Smith etched his name in golf’s history books after signing for a nerveless, bogey-free, eight-under-par 64 to snare a two-stroke lead on Friday.
The world No.6’s 13-under halfway total broke the St Andrews 36-hole Open scoring record – previously shared by Greg Norman, Nick Faldo and Louis Oosthuizen.
Smith, though, will have a swag of the sport’s biggest names – including Open favourite Rory McIlroy, Dustin Johnson, world No.1 Scottie Scheffler and inspired countryman Adam Scott – hunting him down in a mouth-watering weekend shootout at golf’s spiritual home.
But after further fuelling hopes of a first Australian winner of the famous Claret Jug since Norman at Royal St George’s in 1993, Smith said he’d never felt more ready to finally break through for his elusive first major.
“It’s just exciting to be leading the Open after a couple of days,” he said.
“That experience tomorrow is going to be really cool. There’s a lot of Aussies in the crowd, it seems like. Had a lot of support the first couple of days and really can’t wait for the next couple.
“It’s obviously a really good spot to be in. I feel like I’ve been in this spot a lot over the past couple of years, and things just haven’t quite gone my way yet.
“I’ve just got to be really patient over the weekend. I think the golf course is going to get a lot harder and a lot faster, so just be patient and make good putts.”
As he did all day Friday.
The scrambling wizard mixed some majestic iron play with a series of masterful long-range two-putts to amass six birdies and a rip-roaring eagle three on the par-five 14th where he rolled in a curving 64-footer to place the field on notice.
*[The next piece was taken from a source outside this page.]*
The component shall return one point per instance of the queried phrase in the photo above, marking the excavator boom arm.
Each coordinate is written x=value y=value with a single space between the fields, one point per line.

At that point, Smith threatened to equal the lowest round in men’s major history – Branden Grace’s 62 at the Royal Birkdale Open in 2017.
But not even missing out on only the third-ever 63 at St Andrews could wipe the smile off Smith’s face as the 28-year-old ended his magical round with a two-shot buffer over American first-round leader Cameron Young (69).
“That was pretty cool out there,” Smith said. “A lot of things went right but to do it here was awesome.”
Pre-Open favourite McIlroy (68) is three back in a tie for third with Viktor Hovland, who holed out for a spectacular eagle two on the 15th to jump the leaderboard with his round of 66.
Two-time major winner Johnson (67) is outright fifth at nine under, with Scheffler (68) and Englishman Tyrrell Hatton (66) a further stroke behind in a tie for sixth.
Scott was another stroke behind at seven under after himself shooting the best Open round of his career, a birdie-filled, bogey-free 65 in the breathless morning conditions.
On a star-stacked leaderboard, American trio Patrick Cantlay (67), Talor Gooch (69) and Sahith Theegala (68) share eighth place with Scott.
Rounding out a memorable day for Australian golf, Min Woo Lee (69) and Lucas Herbert (68) also remained in contention at six under in a tie for 12th with England’s US Open champion Matthew Fitzpatrick (66).
But it’s Smith everyone must catch as the Queenslander bids to become the first Australian since Norman claimed the Claret Jug, golf’s oldest and most prestigious championship, for a second time 29 years ago.
Ominously for the chasing pack, Smith’s 67-64 start bettered Oosthuizen’s 65-67 opening to the 2010 Open at the home of golf when the South African converted his 12-under halfway total into a memorable seven-shot triumph on Nelson Mandela’s 92nd birthday.
Faldo won by five after also starting with 65-67 at St Andrews in 1990, with Norman consigned to a share of sixth following his opening pair of 66s that year.